Aged care is another area in which government spending has grown like Topsy. While there have been efforts made for comfortably-off older people to contribute to the cost of their care, this has been largely unsuccessful. In the case of Home Care Packages, for instance, less than 10 per cent of the recipients make any contribution at all.
One of the messages is that where the government steps into fund what should be largely private spending, those receiving the fully paid or highly subsidised services will quickly adjust their personal budgets. In turn, they will form a strong expectation that the government should continue the funding lest they form a dim political view of the government making the call to cut or discontinue it. Similar political pressures apply to the opposition.
The role of providers is also an important factor in the expansion of the public sector. These providers quickly become sources of political power – think here the Australian Education Union, the Australian Medical Association – arguing for ongoing generous funding of their areas.
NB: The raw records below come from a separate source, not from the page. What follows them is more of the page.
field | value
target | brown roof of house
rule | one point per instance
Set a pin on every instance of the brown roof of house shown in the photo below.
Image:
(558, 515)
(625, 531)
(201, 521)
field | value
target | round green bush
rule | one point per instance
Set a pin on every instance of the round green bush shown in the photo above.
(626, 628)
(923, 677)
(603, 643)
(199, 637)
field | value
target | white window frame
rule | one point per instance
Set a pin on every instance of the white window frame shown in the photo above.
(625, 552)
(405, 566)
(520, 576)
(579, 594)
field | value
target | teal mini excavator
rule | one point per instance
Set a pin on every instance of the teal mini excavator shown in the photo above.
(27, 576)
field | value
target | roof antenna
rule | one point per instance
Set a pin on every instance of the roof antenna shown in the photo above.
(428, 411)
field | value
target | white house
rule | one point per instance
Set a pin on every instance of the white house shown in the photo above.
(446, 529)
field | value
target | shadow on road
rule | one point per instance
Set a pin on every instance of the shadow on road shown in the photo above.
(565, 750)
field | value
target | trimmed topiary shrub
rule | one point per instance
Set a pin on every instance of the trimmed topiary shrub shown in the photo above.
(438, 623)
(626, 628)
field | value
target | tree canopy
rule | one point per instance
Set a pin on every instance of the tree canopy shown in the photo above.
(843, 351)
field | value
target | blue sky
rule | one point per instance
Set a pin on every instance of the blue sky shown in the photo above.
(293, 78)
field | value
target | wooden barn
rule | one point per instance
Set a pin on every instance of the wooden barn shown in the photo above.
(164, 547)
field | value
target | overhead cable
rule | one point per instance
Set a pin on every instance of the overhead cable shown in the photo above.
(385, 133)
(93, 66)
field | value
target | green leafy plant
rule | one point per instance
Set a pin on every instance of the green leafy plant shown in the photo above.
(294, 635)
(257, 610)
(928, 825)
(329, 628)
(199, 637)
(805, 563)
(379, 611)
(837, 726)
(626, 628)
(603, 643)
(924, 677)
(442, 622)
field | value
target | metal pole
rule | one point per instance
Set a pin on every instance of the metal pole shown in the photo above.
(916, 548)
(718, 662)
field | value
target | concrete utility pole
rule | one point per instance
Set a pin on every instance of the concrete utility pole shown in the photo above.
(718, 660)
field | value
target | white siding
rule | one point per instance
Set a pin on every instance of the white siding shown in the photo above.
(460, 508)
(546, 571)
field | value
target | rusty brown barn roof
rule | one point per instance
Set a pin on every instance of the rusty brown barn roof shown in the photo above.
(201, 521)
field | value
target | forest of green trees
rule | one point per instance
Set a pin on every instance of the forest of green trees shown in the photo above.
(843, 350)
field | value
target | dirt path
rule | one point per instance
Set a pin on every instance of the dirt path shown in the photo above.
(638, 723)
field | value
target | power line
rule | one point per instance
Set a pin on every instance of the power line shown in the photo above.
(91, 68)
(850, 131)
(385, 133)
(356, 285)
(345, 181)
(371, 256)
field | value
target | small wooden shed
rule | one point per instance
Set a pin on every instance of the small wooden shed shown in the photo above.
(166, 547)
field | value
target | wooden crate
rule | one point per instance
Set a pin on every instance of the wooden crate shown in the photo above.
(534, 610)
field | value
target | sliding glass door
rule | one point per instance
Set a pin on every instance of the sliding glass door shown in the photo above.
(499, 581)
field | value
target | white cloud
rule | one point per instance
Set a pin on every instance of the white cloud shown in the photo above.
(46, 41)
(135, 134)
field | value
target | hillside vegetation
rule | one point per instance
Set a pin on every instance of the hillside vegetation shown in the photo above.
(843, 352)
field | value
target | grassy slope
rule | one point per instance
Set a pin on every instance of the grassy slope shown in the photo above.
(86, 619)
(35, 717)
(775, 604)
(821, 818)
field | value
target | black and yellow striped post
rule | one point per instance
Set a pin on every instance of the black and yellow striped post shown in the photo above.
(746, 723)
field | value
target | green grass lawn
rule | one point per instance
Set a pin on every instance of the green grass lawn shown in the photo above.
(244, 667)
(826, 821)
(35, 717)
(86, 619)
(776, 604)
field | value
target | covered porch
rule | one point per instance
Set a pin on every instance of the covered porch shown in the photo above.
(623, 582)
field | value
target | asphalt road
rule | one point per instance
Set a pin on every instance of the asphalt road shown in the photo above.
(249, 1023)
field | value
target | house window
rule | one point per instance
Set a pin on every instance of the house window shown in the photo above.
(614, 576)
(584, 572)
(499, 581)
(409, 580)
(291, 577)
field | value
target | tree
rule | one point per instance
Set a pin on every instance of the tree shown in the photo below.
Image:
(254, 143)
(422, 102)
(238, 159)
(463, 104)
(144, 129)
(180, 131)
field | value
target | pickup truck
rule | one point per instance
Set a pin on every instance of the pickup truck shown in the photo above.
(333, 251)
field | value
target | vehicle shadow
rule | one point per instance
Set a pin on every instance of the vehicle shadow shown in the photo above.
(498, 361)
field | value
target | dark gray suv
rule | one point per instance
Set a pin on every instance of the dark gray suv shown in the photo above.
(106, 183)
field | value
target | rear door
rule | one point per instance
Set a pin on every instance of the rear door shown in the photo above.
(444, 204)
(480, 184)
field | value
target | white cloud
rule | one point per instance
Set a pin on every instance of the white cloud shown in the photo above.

The fact oftentimes the spending in health and education, to give just two examples, is not effective is quickly dismissed.
It is not surprising therefore that the current Treasurer, Jim Chalmers, would be talking about the need to make the budget sustainable by raising more revenue.
What he can’t escape is the broader economic impact of expanding government spending so quickly, particularly spending directed to the care economy.
According to the Australian Bureau of Statistics, annual growth in federal government funding on social spending was 15.5 per cent in 2023-24. This was nearly five times GDP growth. Social spending covers the NDIS, childcare, Medicare, the Pharmaceutical Benefits Scheme, aged care and electricity concessions.
Such rapid growth in social spending has been associated with inflexible supply arrangements and rising costs. It is also funding that is directed at low-productivity segments of the economy.
The net effect has been to see overall productivity go backwards even though it is estimated that productivity has been growing in the market sector of the economy. That GDP per capita has fallen in eight out of the past nine quarters is a direct corollary of this misdirection of resources.
One of things we teach our children early in their lives is that there is difference between wants and needs. Too many politicians have forgotten this lesson and are happy to spend other people’s money to court political popularity.
Across time there is an inevitable need to extract more of other people’s money by way of higher taxation to feed the beast. In turn, higher taxes, particularly when they are badly designed, will dampen economic growth as the incentives to work hard and invest are adversely affected.
We need to have a sensible debate about the role of government sooner rather than later.